32. Therefore, in the absence of express statutory authorisation enabling Respondent No.3 to act in the capacity of Registering Officer for the instrument in question, the invocation of Section 33A by Respondent No.3 would be without jurisdiction. An order passed in such circumstances cannot be validated by reference to departmental circulars.

Alternative remedy under the statute:

33. The respondents have urged that the petitioner ought to have pursued the alternative statutory remedy of revision available under the Act and that, on this ground alone, the present writ petition should not be entertained. This submission requires careful consideration. The rule regarding exhaustion of alternative remedies is well settled. It is a rule of prudence and self restraint. It is not a rule that limits the jurisdiction of this Court under Article 226. The power of judicial review remains intact. The question is one of discretion.

34. In the present case, the petitioner has already invoked the writ jurisdiction of this Court. Rule has been issued. The matter has been heard at length. The challenge raised is not confined to a mere error in appreciation of facts or interpretation of clauses. The challenge strikes at the root of jurisdiction. The petitioner contends that the authority acted beyond the period of limitation prescribed by the statute and that the impugned action was undertaken by an officer lacking statutory competence.

35. Where an order is alleged to be without jurisdiction, or where the action is ex facie barred by limitation, the existence of an alternative remedy does not operate as a bar to the exercise of writ jurisdiction. A statutory revision presupposes that the order impugned has been passed by a competent authority acting within the scheme of the Act. If the very foundation of jurisdiction is in question, compelling the petitioner to pursue a revision would amount to requiring it to submit to a process which, according to its case, is fundamentally flawed.

36. It is also relevant that this Court has already entertained the petition and issued rule. The matter has progressed beyond the preliminary stage. To relegate the petitioner at this stage would neither serve the interests of justice nor promote judicial economy. The issues raised are pure questions of law concerning interpretation of statutory provisions and their application to undisputed dates and events. They can be effectively adjudicated in the present proceedings.

37. For these reasons, I am of the view that the respondents’ reliance on the availability of an alternative statutory remedy does not preclude this Court from examining the challenge on merits.
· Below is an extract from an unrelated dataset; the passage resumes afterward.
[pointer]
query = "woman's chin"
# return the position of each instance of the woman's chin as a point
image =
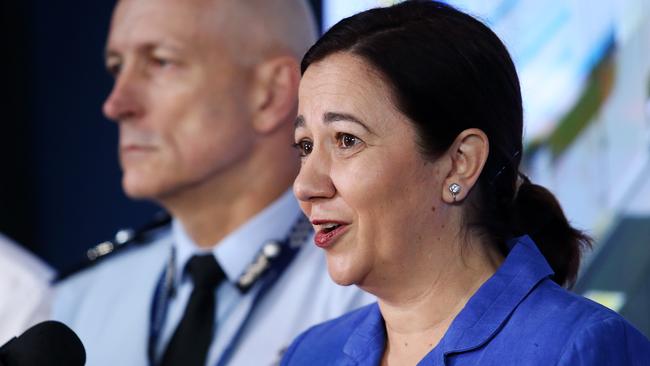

Where the impugned action is taken by an authority lacking jurisdiction, judicial review under Article 226 remains available.

38. For the reasons stated above the writ petition is partly allowed.

                   (i) The order dated 26 April 2014 passed by Respondent No.3 in respect of the Development Agreement dated 24 February 2004 is quashed and set aside.

                   (ii) The amount deposited by the petitioner in this Court shall be permitted to be withdrawn by the petitioner along with accrued interest, if any.

                   (iii) Rule is made absolute in the above terms.

39. There shall be no order as to costs.

40. Pending interlocutory applications stand disposed of.